Ils parcoururent moins de quinze lieues avant d’arriver, presque au coucher de soleil, à la petite ville de Pontêbe, comme on l’appelait dans la langue locale.

« On va dormir ici, dit Volod en montrant une grange. On demandera l’hospitalité. » Il détacha un des moutons et le traîna derrière lui jusqu’à la ferme des paysans.

Ce soir-là, dans la grange, ils mangèrent un mouton mais aussi du pain à peine sorti du four, et ils burent du vin rouge.

Au moment de dormir, Mikael vit que Paolo regardait encore Emöke.

« Reste près de moi », lui chuchota-t-il.

Puis il s’endormit, serrant le poignard du soldat tué. Ça aussi, c’était à lui.

Le matin, dès son réveil, la pensée lui vint que si Eloisa savait qu’il était devenu un assassin, elle aurait honte de lui.

Il sortit et vit Volod discuter avec un vieux paysan aux longues moustaches incrustées de miettes. Tous deux regardaient vers le nord.

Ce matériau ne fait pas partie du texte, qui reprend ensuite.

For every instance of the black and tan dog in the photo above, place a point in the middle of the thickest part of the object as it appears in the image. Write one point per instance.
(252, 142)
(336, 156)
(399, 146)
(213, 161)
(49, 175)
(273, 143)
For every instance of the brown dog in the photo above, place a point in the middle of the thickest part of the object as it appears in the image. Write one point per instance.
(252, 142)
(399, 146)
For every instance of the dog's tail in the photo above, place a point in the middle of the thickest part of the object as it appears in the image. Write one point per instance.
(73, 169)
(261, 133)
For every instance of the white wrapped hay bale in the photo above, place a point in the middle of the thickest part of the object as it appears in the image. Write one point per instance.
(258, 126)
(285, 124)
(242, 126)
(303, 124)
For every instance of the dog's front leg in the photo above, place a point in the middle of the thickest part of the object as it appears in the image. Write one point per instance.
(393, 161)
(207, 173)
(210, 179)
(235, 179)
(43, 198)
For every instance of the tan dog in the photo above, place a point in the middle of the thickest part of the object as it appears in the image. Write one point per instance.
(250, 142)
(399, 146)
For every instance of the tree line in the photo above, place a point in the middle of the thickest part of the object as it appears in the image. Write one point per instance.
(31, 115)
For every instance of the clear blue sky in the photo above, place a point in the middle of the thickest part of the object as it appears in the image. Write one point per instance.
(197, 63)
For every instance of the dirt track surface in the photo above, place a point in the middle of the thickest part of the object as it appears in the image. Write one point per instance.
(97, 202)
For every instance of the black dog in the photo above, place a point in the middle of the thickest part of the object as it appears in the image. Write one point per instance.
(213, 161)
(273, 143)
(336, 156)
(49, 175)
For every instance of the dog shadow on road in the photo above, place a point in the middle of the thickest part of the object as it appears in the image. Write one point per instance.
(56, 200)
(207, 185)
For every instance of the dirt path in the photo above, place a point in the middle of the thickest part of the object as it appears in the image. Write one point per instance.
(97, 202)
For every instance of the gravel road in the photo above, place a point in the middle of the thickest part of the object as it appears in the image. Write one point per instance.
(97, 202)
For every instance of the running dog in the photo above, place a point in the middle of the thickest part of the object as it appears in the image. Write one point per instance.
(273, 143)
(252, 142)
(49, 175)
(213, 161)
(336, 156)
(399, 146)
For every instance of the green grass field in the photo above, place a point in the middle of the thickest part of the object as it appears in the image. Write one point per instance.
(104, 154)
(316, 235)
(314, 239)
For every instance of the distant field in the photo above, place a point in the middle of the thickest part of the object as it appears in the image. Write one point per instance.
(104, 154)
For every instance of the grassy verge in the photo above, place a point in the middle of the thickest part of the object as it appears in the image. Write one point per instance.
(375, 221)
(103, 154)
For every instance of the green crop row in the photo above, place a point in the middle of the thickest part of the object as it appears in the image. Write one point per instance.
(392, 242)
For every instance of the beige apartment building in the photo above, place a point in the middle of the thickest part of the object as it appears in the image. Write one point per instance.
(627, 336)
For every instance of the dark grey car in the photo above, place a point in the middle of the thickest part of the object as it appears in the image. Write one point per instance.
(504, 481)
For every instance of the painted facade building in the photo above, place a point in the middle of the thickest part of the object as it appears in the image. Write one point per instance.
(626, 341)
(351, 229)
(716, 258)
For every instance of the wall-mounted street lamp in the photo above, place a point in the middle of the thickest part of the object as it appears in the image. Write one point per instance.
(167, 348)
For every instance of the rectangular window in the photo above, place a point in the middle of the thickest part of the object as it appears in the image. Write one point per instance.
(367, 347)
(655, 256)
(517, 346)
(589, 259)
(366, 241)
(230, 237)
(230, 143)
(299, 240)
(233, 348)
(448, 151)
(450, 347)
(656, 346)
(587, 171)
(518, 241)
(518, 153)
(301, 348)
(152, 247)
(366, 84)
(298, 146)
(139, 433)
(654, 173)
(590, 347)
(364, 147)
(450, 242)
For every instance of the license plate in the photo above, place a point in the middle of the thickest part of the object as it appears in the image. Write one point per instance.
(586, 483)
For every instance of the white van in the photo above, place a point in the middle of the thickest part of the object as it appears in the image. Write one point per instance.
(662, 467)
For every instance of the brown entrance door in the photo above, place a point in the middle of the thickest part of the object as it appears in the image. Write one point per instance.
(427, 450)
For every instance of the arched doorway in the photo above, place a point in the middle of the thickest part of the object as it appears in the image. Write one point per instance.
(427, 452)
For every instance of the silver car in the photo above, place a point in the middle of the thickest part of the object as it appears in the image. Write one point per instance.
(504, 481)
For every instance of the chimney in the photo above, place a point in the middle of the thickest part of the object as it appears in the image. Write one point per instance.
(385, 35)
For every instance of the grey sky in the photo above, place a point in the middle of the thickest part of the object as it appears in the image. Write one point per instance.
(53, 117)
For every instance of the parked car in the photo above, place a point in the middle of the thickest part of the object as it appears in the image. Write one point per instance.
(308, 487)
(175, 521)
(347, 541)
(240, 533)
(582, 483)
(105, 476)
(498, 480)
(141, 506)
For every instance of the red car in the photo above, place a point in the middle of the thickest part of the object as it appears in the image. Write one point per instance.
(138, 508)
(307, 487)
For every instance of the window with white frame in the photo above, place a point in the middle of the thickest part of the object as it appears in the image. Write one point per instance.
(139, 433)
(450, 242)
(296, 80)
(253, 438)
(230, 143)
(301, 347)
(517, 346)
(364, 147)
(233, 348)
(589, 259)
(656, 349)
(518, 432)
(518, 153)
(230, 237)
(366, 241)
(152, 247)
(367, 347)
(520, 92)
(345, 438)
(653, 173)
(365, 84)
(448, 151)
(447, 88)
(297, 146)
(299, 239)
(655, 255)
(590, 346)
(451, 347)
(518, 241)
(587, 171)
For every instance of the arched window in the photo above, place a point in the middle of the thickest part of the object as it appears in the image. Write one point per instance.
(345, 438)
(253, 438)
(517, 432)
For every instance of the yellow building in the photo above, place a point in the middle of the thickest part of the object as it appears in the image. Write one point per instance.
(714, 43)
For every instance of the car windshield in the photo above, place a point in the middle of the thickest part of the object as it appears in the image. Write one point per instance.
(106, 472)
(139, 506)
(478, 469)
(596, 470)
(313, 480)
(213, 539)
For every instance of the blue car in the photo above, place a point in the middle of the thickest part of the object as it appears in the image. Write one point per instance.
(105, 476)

Le vieux désignait la montagne. « Vous devez monter en suivant le grand couloir entre les roches. D’abord au nord, ensuite vous obliquez légèrement vers l’ouest, puis de nouveau vers le nord. Faut compter six ou sept lieues avant d’arriver à la crête, et là vous serez à quatre mille pieds. À ce moment-là, vous descendez vers la vallée, vous pouvez pas vous tromper. Dans la plaine, vous suivrez un torrent… je sais plus comment il s’appelle… vers l’ouest. Il vous mènera à Kirchbach. Mais impossible d’y arriver en une seule journée, c’est au moins à vingt lieues, dont dix de montagne.